When you’re besieged by heavy burdens, don’t let them weigh you down – you already know the consequences of that. When you’re beleaguered by thoughts of uncertainty that assail your mind, listen to those signals. They’re warning you that your load is too heavy – it’s akin to your engine light flashing red. At a minimum, recognize and acknowledge that you’re in an area that may be fraught with potential danger.

Action Time:

The rod broke because the heft upon it was too great a load to sustain. Like the rod, your life will also break if you don’t castoff burdens that are too great for you to the harbor.

If you sense too many obstacles are creating too many burdens for you to bear, shed them from your life. Your load will be lighter. You will be able to move more freely as you move towards greater goals that will improve your life. You will have freed yourself to be freer to achieve more and be more of what you were meant to be … and everything will be right with the world.
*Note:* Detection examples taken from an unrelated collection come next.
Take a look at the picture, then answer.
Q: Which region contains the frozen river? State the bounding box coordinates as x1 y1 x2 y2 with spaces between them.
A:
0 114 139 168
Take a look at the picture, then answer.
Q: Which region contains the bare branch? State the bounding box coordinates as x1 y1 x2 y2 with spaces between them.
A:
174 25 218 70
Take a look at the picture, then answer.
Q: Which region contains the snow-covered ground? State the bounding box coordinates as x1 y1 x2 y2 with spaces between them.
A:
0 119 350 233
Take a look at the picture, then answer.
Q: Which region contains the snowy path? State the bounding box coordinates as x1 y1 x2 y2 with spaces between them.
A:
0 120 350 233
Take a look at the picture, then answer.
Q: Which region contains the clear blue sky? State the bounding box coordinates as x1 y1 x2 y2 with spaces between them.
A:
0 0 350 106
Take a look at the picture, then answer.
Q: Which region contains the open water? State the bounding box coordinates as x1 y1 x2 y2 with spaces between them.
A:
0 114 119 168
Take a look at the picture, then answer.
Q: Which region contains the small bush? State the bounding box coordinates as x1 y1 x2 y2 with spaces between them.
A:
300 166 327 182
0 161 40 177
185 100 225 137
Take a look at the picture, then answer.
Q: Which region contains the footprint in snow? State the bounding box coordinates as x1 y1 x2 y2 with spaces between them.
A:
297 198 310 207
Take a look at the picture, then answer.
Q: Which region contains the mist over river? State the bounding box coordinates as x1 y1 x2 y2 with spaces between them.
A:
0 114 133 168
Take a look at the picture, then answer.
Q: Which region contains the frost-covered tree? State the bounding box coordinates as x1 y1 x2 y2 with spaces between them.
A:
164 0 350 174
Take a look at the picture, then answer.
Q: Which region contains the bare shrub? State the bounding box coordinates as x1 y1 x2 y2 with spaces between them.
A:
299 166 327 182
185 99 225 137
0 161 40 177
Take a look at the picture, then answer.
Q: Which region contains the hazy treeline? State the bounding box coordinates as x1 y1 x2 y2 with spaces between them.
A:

What does this have to do with negotiations?

Negotiators bring their burdens into the negotiation. Those burdens cause them to react in different ways depending on the gravity of them. Thus, their burdens impact the negotiation process.

Just like people move quicker away from something that’s too painful and more slower towards pleasure, so will they release a burden when it becomes too cumbersome to bear in a negotiation. What that suggests is, depending on the negotiator type that you’re negotiating with, you can use the weight of a burden or the release of it (pleasure) to motivate him to adopt one position versus another. The one you choose would be dependent on which served you best. And that would be dependent on the situation and the individual.

While burdens can be cumbersome, recognizing the value of using them as a tool during a negotiation can work to your benefit. Thus, if your burden is too heavy during a negotiation, attempt to transfer it to the other negotiator. You’ll get a reaction from him – note it. If he displays discomfort, extend an offer to relieve him of that burden. He’ll be grateful to you for having done so. You will have taken the burden that you gave him back. But you will have also gained a better position in the negotiation for doing so.

Remember, you’re always negotiating!